3.5.4.10 Gelet hierop is geen sprake van een verzuim in het voorbereidend onderzoek en kan het verweer van de raadsman van [naam medeverdachte 1] daarom niet tot de door hem beoogde gevolgen van niet-ontvankelijkheid van de officier van justitie dan wel bewijsuitsluiting leiden.
3.5.4.11 Al het voorgaande brengt met zich dat de officier van justitie in de zaken van [naam medeverdachte 4] en [naam medeverdachte 1] ontvankelijk is in zijn vervolging en dat de bij de politie afgelegde verklaringen in genoemde zaken niet zullen worden uitgesloten van het bewijs.
3.5.5 De verklaringen van [naam medeverdachte 1] – betrouwbaarheid
3.5.5.1 De verdediging heeft voorts gesteld dat de verklaringen van [naam medeverdachte 1] zo onbetrouwbaar zijn, dat zij niet kunnen worden gebruikt voor het bewijs. Dit verweer noopt tot een nadere analyse.
3.5.5.2 [naam medeverdachte 1] is acht keer gehoord door de politie.
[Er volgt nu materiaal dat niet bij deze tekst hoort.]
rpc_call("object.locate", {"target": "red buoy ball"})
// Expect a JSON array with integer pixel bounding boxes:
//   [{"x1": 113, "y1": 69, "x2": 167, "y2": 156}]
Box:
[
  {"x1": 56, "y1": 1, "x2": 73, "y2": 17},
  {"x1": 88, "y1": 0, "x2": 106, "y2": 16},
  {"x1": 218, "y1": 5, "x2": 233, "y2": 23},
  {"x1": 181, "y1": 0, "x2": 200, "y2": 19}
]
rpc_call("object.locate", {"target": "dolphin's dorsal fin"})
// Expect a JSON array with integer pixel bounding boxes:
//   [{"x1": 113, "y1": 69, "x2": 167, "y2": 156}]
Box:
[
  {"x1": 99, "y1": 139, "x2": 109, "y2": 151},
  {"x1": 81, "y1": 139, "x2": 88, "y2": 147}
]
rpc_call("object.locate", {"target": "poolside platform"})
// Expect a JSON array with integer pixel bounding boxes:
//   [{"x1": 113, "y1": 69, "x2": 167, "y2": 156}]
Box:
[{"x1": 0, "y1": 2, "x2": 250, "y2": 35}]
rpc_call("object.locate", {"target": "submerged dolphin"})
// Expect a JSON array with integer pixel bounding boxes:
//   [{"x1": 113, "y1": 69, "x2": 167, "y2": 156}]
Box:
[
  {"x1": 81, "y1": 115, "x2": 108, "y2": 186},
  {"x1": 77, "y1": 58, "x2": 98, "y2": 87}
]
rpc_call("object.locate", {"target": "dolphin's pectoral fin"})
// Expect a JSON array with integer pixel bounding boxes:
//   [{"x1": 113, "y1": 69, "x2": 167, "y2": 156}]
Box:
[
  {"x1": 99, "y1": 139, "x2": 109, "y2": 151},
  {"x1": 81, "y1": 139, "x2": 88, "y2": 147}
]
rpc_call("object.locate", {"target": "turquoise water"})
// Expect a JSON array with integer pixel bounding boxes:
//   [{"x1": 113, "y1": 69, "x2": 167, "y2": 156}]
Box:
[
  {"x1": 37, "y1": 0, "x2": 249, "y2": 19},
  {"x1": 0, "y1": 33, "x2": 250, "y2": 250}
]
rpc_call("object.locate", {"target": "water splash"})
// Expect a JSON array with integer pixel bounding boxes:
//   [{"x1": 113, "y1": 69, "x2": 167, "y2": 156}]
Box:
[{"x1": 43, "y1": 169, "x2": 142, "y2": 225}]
Het is onmiskenbaar dat hij in die verhoren wisselend heeft verklaard. Ter ondersteuning hiervan noemt de rechtbank enkele algemene voorbeelden. Deze opsomming is niet uitputtend.
3.5.5.3 In zijn eerste verhoor op 15 april 2008 heeft [naam medeverdachte 1] verklaard dat hij met zijn neefje [naam neefje medeverdachte 1] in de Hanenhof is geweest. Na afloop van het feest in de Hanenhof, zo verklaart [naam medeverdachte 1], zou hij met hem naar huis zijn gelopen. In zijn tweede verhoor op 16 april 2008 zegt hij dat hij “nu de waarheid” zal vertellen en dat [naam neefje medeverdachte 1] die avond helemaal niet in de Hanenhof is geweest. Hij zegt hierover te hebben gelogen, omdat hij gewoon iets wilde verzinnen.
3.5.5.4 In zijn vierde verhoor op 20 april 2008 zegt [naam medeverdachte 1] andermaal te hebben gelogen. Wederom verklaart hij “nu de waarheid” te zullen vertellen. Over de mogelijke betrokkenheid van [B.G.] verklaart [naam medeverdachte 1] dat deze in de Hanenhof was, terwijl hij tot aan dit verhoor nog had volgehouden dat dat niet het geval was en dat [B.G.] hem zou hebben gebeld om hem elders op te pikken om naar Bozzini te gaan.
3.5.5.5 Voorts verklaart [naam medeverdachte 1] in zijn zesde verhoor op 7 mei 2008 over het aandeel van de medeverdachten, waarbij hij een aantal van hen een actieve rol toedicht. Aan het einde van het verhoor voegt hij hier aan toe, dat hij “nu de hele waarheid” heeft verteld. Bij het verhoor bij de rechter-commissaris van 18 maart 2008 keert [naam medeverdachte 1] echter terug op zijn schreden door kort gezegd te verklaren dat hij niet meer weet wat hij heeft gezien van het aandeel van de medeverdachten bij de vechtpartij. Ter terechtzitting op 6 april 2009 voegt hij hier nog expliciet aan toe dat hij over de anderen niets wil zeggen om vervolgens te zeggen dat hij [naam verdachte], [naam medeverdachte 3] en [naam medeverdachte 2] niet heeft zien slaan.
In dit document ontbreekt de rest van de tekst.